One of the ways is to separate what we consider experimental from the standard of care. This is not always easy as part of what we sometimes refer to as the "art of medicine" is found in the gray, indeterminate area between the two. The resolution in today's Healthcare System is to decrease the heterogeneity of specific practice patterns by focusing on the delivery of "best practices". The advantage is to eliminate worst or even mediocre practices and raise the standard of overall care. Advances in the "best practices" standard will occur through a combination of "evidence based medicine" and "practice based evidence". Evidence based medicine uses research involving specific patient populations and consensus opinions among practitioners to derive "best practices". "Practice base evidence" uses statistical methods to evaluate existing patient care databases to derive "best practices" among practitioners providing care to a general patient population. "Practice based evidence" is a relatively low-risk way to identify "best practices". Research, on the other hand, is the gold standard for evidence based medicine but carries some increased risk. What we need is a way to further reduce risk in the research we perform as well as any other areas that are inherently risky but necessary.

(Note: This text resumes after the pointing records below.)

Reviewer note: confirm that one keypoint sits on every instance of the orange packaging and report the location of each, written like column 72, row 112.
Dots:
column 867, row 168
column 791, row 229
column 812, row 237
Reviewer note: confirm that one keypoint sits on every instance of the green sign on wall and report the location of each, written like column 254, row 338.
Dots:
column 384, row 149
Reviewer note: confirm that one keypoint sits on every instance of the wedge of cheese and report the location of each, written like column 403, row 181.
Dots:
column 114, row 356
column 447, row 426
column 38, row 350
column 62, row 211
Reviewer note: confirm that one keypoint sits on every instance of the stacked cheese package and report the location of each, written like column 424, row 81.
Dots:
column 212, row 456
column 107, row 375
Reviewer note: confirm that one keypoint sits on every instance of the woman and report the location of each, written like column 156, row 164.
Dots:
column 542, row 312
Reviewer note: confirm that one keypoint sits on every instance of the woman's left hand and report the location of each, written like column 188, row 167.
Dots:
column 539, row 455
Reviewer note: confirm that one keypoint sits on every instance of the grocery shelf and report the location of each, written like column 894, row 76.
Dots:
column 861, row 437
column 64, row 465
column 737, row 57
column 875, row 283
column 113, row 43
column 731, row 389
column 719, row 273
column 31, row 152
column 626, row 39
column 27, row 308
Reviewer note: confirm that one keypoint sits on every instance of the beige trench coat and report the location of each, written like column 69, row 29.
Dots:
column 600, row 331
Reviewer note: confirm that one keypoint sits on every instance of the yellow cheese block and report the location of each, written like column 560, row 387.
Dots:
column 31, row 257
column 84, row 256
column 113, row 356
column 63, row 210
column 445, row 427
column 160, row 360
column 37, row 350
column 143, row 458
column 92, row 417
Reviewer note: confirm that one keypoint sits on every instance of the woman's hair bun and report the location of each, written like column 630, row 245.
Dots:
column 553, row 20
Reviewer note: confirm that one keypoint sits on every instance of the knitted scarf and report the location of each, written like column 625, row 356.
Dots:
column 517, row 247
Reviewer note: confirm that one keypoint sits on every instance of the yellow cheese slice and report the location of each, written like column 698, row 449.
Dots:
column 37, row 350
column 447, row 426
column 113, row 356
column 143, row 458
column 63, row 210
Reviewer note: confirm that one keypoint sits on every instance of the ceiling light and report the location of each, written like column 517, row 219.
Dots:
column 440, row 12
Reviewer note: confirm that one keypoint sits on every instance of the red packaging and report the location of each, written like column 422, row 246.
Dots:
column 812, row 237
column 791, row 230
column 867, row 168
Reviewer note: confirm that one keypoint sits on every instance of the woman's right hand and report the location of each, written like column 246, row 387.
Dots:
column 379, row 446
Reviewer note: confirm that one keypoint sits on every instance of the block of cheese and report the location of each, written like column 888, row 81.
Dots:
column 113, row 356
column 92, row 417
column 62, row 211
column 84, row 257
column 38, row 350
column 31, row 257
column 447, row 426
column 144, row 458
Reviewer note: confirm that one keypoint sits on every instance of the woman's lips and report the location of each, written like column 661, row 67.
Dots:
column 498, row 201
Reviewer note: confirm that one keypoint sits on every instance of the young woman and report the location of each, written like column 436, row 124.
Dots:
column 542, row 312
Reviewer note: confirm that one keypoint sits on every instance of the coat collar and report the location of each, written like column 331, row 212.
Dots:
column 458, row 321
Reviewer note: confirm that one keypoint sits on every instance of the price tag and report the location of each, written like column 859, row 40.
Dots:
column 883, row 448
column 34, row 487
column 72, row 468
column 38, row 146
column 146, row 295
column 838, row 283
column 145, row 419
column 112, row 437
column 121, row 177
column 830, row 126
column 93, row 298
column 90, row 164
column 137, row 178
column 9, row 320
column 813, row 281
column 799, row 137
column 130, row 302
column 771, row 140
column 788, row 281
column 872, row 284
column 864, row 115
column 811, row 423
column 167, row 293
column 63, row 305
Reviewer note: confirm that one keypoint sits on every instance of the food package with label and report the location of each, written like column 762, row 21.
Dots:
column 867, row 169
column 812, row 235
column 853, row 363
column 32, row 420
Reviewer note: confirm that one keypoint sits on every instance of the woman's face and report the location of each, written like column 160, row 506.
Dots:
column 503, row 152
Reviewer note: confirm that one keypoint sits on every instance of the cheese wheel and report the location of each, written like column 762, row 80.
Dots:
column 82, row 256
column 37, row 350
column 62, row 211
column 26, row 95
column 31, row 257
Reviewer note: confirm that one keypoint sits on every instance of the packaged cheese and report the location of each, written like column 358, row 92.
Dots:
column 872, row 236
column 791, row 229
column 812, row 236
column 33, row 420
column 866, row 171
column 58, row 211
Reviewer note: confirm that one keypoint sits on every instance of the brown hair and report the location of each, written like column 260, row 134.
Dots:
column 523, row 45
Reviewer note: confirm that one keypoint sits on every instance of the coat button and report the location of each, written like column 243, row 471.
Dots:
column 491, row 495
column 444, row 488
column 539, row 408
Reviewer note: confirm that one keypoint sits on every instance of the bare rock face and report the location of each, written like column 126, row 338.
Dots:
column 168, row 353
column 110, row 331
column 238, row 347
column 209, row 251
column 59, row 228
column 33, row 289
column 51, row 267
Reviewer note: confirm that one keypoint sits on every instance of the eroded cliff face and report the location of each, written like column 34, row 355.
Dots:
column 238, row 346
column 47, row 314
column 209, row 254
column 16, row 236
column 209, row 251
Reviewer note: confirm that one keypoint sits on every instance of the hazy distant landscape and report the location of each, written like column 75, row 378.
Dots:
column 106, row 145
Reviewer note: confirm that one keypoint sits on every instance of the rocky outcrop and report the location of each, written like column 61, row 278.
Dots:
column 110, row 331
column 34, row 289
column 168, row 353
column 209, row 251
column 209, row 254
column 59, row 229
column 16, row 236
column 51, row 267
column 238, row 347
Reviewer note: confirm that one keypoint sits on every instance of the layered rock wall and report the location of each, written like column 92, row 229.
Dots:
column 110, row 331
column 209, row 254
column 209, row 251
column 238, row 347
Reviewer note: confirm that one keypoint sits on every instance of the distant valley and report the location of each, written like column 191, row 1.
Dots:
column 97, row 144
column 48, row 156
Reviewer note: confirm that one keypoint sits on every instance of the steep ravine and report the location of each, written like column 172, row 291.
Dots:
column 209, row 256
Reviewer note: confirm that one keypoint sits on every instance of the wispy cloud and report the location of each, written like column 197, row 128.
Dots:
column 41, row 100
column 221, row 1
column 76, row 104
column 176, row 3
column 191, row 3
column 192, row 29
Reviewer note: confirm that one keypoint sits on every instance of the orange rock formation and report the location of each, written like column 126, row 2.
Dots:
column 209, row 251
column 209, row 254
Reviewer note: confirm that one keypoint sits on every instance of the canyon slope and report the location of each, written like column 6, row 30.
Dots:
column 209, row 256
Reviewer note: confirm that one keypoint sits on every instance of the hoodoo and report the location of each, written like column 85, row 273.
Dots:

Simulators Aren't Just For Pilots

Simulation is in its infancy but has enormous potential as one of many strategies evolving to reduce risk in our Healthcare System. The two main areas it will affect are research and education/training. Creating and testing research models on simulators prior to exposing patients to a research protocol will reduce some of the risk inherent and necessary in experiments. "Best practices" will follow a path that goes from hypothesis, to research simulation, to clinical research, to evidence based medicine, and on to the final testing ground as practice based evidence. In addition, future medical students and residents will train on simulators to learn and further develop their skills. This will reduce some of the risk that is inherent in medical education. The old saying, "See one, Do one, Teach one", will become, "See one, Sim one, Do one". The goals of simulation are to reduce error, maintain patient safety, encourage innovation and to constantly improve quality and outcomes in our health and our Healthcare System.